John Holt believes that children want to learn about the world, are good at it, and can be trusted to do a very little adult coercion or interference.
Most people don't like or trust kids, and people who are suffering and see no way out of it often want others to suffer.
Learning is as natural as breathing, and healthy people do not need to be motivated externally to do it! We, and children, can simply do things and learn from them.
Instruction limits spontaneous exploration and discovery.
The amount of sustained attention, love, one gives to a practice depends on the amount of control the practitioner has in the process. School takes all control away from children. This feeling of suddenly not being able to trust one's own memory is common enough, and above all when one is anxious.
What makes people smart, curious, alert, observant, competent, confident, resourceful, persistent--in the broadest and best sense, intelligent--is not having access to more and more learning places, resources, and specialists, but being able in their lives to do a wide variety of interesting things that matter, things that challenge their ingenuity, skill, and judgment, and that make an obvious difference in their lives and the lives of people around them.

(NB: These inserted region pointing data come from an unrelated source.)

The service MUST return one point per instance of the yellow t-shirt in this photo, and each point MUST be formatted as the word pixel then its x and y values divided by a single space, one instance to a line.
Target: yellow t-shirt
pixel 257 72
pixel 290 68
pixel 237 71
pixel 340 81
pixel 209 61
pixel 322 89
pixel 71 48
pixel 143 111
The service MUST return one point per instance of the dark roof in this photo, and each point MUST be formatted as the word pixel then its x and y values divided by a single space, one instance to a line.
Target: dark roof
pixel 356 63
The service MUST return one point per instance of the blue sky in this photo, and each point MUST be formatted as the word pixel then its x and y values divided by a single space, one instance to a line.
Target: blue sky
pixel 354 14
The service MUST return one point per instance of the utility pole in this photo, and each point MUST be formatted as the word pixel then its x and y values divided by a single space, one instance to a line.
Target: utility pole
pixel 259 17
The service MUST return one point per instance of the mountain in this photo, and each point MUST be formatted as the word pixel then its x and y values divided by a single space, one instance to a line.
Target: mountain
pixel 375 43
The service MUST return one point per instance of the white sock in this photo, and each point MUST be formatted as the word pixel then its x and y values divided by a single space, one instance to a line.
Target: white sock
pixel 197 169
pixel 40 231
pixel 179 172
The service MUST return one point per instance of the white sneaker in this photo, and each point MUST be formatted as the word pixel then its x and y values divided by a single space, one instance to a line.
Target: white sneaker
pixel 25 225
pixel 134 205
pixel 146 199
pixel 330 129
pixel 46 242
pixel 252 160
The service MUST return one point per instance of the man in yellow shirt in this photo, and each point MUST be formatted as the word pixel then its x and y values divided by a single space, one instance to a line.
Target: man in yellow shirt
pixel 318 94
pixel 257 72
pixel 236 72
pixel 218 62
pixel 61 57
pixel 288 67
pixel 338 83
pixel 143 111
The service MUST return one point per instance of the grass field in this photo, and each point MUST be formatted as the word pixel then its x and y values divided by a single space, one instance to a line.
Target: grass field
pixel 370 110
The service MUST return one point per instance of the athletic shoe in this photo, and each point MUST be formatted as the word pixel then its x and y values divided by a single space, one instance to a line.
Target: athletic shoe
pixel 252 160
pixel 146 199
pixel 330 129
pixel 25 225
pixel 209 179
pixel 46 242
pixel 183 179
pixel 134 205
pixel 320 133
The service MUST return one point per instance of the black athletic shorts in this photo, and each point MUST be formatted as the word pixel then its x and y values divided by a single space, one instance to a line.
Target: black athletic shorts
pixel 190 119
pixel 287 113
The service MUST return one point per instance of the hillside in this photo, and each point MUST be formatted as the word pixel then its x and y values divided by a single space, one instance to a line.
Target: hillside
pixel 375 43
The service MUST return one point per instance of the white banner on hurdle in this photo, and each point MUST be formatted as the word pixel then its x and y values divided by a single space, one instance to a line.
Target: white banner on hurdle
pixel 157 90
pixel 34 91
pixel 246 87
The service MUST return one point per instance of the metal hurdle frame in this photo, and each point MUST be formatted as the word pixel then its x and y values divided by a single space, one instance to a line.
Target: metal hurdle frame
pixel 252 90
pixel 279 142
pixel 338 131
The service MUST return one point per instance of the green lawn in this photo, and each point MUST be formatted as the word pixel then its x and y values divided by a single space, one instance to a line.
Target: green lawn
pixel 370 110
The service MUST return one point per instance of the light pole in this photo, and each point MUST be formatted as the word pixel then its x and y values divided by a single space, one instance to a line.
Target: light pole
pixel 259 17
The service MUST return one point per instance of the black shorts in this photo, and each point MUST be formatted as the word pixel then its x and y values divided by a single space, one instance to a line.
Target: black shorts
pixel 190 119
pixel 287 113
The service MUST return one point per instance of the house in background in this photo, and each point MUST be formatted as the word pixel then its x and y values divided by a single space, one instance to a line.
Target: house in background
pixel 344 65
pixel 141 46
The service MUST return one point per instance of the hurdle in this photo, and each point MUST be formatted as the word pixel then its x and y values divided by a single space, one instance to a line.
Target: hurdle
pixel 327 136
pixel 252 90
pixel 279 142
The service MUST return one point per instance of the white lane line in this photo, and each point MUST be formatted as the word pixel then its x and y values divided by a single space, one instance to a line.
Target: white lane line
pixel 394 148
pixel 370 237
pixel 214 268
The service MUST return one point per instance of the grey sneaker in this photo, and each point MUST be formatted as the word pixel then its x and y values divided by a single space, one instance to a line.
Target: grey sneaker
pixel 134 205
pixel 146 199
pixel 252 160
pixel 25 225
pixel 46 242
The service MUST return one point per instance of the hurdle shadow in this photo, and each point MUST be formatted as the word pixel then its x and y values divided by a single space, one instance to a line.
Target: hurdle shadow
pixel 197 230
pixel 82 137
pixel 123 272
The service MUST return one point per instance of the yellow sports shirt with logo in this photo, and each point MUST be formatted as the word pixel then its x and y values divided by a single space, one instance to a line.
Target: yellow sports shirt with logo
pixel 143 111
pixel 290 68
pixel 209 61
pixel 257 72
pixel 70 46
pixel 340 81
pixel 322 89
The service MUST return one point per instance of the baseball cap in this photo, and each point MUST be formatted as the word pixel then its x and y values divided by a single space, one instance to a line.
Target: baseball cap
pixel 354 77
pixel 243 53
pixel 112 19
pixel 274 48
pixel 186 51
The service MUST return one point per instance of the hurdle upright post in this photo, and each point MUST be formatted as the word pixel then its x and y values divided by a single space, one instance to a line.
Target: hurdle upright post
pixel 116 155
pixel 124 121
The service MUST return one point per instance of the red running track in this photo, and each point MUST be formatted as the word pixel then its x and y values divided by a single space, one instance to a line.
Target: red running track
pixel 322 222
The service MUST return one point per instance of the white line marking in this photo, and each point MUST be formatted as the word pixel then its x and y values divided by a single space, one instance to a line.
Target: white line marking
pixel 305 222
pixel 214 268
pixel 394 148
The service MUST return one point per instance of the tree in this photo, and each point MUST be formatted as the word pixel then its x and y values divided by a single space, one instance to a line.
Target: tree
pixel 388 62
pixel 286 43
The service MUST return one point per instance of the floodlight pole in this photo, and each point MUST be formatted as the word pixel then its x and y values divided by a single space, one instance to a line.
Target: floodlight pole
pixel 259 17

When schools or teachers use "tried-and-true" methods that everyone is used to--that is, rote learning, drills, and the like--and these methods don't work, as they usually don't, the public is willing to let the schools blame the students. But when a school or teacher uses a method that people consider new and it doesn't work, the public blames them. So the rule is, to avoid trouble, stick to the old methods, evenif they don't work.
Intelligence is not the measure of how much we know how to do, but of how we behave when we don't know what to do. It has to do with our ability to think up important questions and then to find ways to get useful answers.